Se, como admitiu um desses especialistas, o período de «actividade militar pode resumir-se a 99 por cento de puro tédio e um por cento de puro terror», no caso dos jornalistas deve passar-se o mesmo. Do interior dos hotéis de Bagdade, os homens da informação fizeram directos no momento dos ataques, sabendo que a qualquer momento um míssel mal direccionado podia atingi-los. Na manhã seguinte, sob a orientação dos homens do ministério de propaganda do regime, fizeram o registo dos estragos. De certo modo, não passavam de reféns com uma visão muito limitada do que realmente se estava a passar. O mesmo acontecia com a “pool” escolhida a dedo que integrava a caravana dos aliados. Não passava de uma divisão do exército que em vez de armas utilizava câmaras. Sob o estrito controlo dos generais, transmitia-nos o lado “limpo” da guerra, registando a acção de homens armados até aos dentes disparando contra não se sabe bem quem.

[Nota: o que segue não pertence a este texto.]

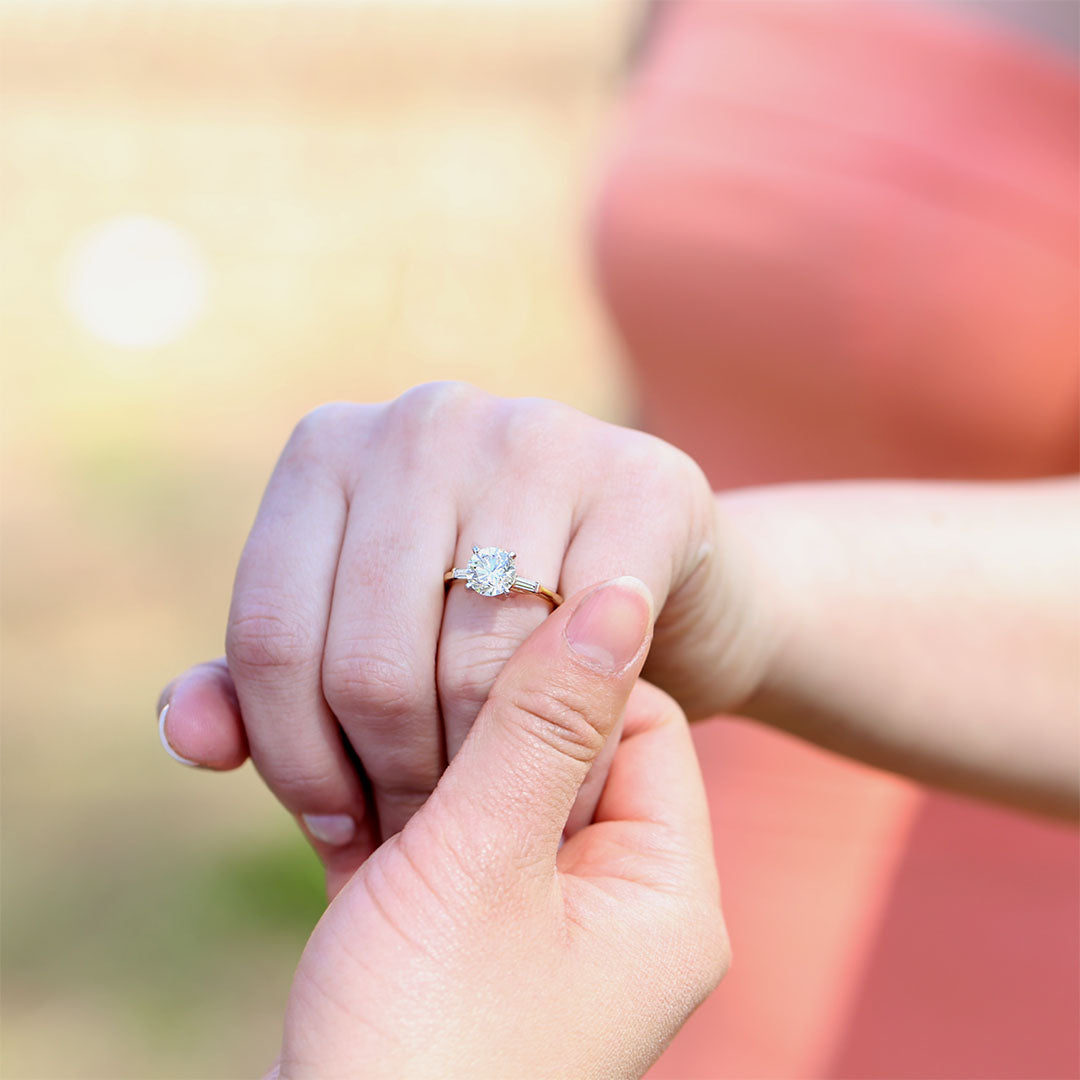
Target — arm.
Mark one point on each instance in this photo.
(926, 628)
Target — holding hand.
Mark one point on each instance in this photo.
(339, 649)
(471, 944)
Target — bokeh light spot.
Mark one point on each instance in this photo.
(135, 282)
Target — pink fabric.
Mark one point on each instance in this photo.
(839, 240)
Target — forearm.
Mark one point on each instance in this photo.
(929, 629)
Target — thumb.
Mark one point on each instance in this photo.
(547, 718)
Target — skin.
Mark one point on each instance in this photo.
(472, 944)
(930, 629)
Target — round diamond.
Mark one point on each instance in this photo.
(490, 571)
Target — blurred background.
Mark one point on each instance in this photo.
(215, 216)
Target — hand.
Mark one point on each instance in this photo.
(345, 671)
(470, 945)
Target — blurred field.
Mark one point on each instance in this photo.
(370, 196)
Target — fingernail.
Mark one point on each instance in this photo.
(164, 741)
(610, 623)
(336, 828)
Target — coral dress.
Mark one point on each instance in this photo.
(840, 241)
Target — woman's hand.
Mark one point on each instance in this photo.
(470, 944)
(343, 647)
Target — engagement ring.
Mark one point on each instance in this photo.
(491, 572)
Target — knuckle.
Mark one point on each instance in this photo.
(715, 952)
(467, 673)
(379, 687)
(261, 638)
(429, 420)
(313, 428)
(430, 401)
(299, 784)
(559, 718)
(535, 429)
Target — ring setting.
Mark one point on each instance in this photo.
(491, 571)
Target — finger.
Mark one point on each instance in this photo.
(481, 633)
(514, 781)
(379, 666)
(199, 719)
(274, 646)
(584, 806)
(655, 778)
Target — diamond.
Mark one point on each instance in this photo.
(490, 571)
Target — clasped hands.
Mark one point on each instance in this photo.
(513, 824)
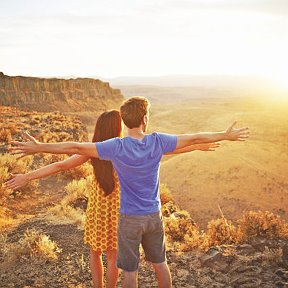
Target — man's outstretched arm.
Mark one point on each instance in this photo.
(33, 147)
(231, 134)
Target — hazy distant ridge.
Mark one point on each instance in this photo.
(42, 94)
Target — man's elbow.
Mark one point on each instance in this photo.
(60, 166)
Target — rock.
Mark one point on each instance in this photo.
(245, 249)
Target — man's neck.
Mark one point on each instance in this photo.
(136, 133)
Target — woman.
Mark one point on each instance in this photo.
(103, 205)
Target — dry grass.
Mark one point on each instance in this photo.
(32, 244)
(261, 224)
(75, 190)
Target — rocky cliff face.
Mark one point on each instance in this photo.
(42, 94)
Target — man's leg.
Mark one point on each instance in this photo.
(163, 275)
(96, 267)
(129, 239)
(154, 247)
(130, 279)
(112, 270)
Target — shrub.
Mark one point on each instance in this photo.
(39, 244)
(180, 227)
(33, 243)
(76, 189)
(219, 231)
(5, 135)
(165, 194)
(261, 224)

«Vemos aquilo que os americanos querem que vejamos», perorava Azeredo Lopes, hoje ministro da defesa nacional, e o general Loureiro dos Santos falava-nos de «informação manipulada». Dessa vez, porém, e ao contrário do que se passara doze anos antes, tínhamos a estação televisiva Al Jazeera do outro lado da trincheira. Não só em Bagdade mas também em Nassiria, Bassorá, Mossul e outras cidades iraquianas. Foi a Al Jazeera que gradualmente nos foi trazendo o outro lado da guerra. Essa guerra suja de efeitos colaterais, do grito de revolta e desespero de quem perdeu os seus, das promessas de resistência de quem via o seu país ser ocupado por forças estrangeiras.

Tudo começou por uma cavalgada no deserto. Mas a cavalgada estava longe de ser um passeio. Esqueceram-se os Custers deste nosso tempo que, como diz a canção, “o mouro é que conhece o deserto”.